Präsident Hamid Karsai brach seine US-Reise ab und berief am Mittwoch eine Krisensitzung des Kabinetts ein. Karsai wird Mühe haben, Ersatz für Rabbani zu finden. Und es dürfte kein Zufall gewesen sein, dass Rabbani ausgerechnet jetzt ermordet wurde. Westliche Beobachter berichteten, dass es erstmals ernsthafte Chancen auf Friedensgespräche gab. „Wer immer dies getan hatte, wollte diese Gespräche sabotieren“, sagte ein westlicher Diplomat. Zwar betonten Karsai und der Hohe Friedensrat, dass sie am Aussöhnungskurs festhalten wollen, doch das wird nun ungleich schwerer werden.
Denn das perfide Kalkül des Mörders und seiner Hintermänner scheint aufzugehen: Der Mord an Rabbani hat Wut geschürt und die Nordallianz dürfte ihren Widerstand gegen Gespräche mit den Taliban verstärken. Nur Stunden nach dem Mord sprachen sich ihre Führer gleich reihenweise im Fernsehen gegen den Friedensprozess aus.
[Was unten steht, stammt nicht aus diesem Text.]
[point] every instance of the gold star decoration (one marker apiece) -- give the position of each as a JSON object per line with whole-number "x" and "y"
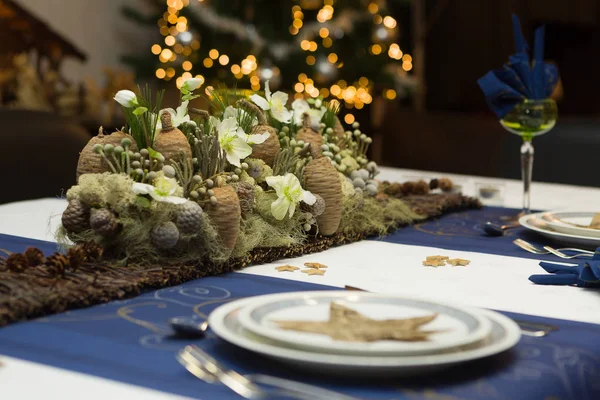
{"x": 315, "y": 265}
{"x": 312, "y": 271}
{"x": 459, "y": 261}
{"x": 289, "y": 268}
{"x": 349, "y": 325}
Den Taliban könne man nicht über den Weg trauen, meinte der frühere Spionage-Chef Amrullah Saleh von der Nordallianz. Wie gefährlich das Land und das Volk gespalten ist, zeigten auch die Reaktionen auf Rabbanis Tod: Während Hunderte Menschen am Mittwoch in Kabul gegen das Attentat protestierten, jubelten andere.
Rabbanis Tod reiht sich ein in ganze Serie von spektakulären Morden ein: Zu den Opfern zählen etwa Hamid Karsais Halbbruder Ahmed Wali sowie der Polizeichef des Nordens, Dawood Dawood. Erst vergangene Woche nahmen Militante zudem für 20 Stunden die US-Botschaft und das Nato-Hauptquartier unter Feuer. Es geht bei den Anschlägen immer weniger noch um den Kampf gegen die USA, die ja angekündigt haben, bis Ende 2014 die meisten ihrer Truppen abzuziehen. Es geht bereits um das zukünftige Machtgefüge im Afghanistan nach dem Abzug des Westens. Und dabei wollen nicht nur die Taliban, sondern auch Nachbarländer wie Pakistan, Iran und Indien mitmischen. Deshalb wird es immer schwerer, auszumachen, wer wirklich hinter einem Anschlag steht.
Zumal die USA darauf aus scheinen, einen Keil zwischen die verschiedenen Militantengruppen zu treiben. Während sie mit einigen Militanten verhandeln, wollen sie offenbar vor allem das Hakkani- Netzwerk nun ausräuchern. Sollten die USA bestimmte Militanten-Gruppen oder Länder wie Pakistan aus den Gesprächen über die Zukunft Afghanistans auszugrenzen, dürften diese alles daransetzen, solche Verhandlungen irgendwie zu durchkreuzen – und für weiteres Blutvergießen sorgen.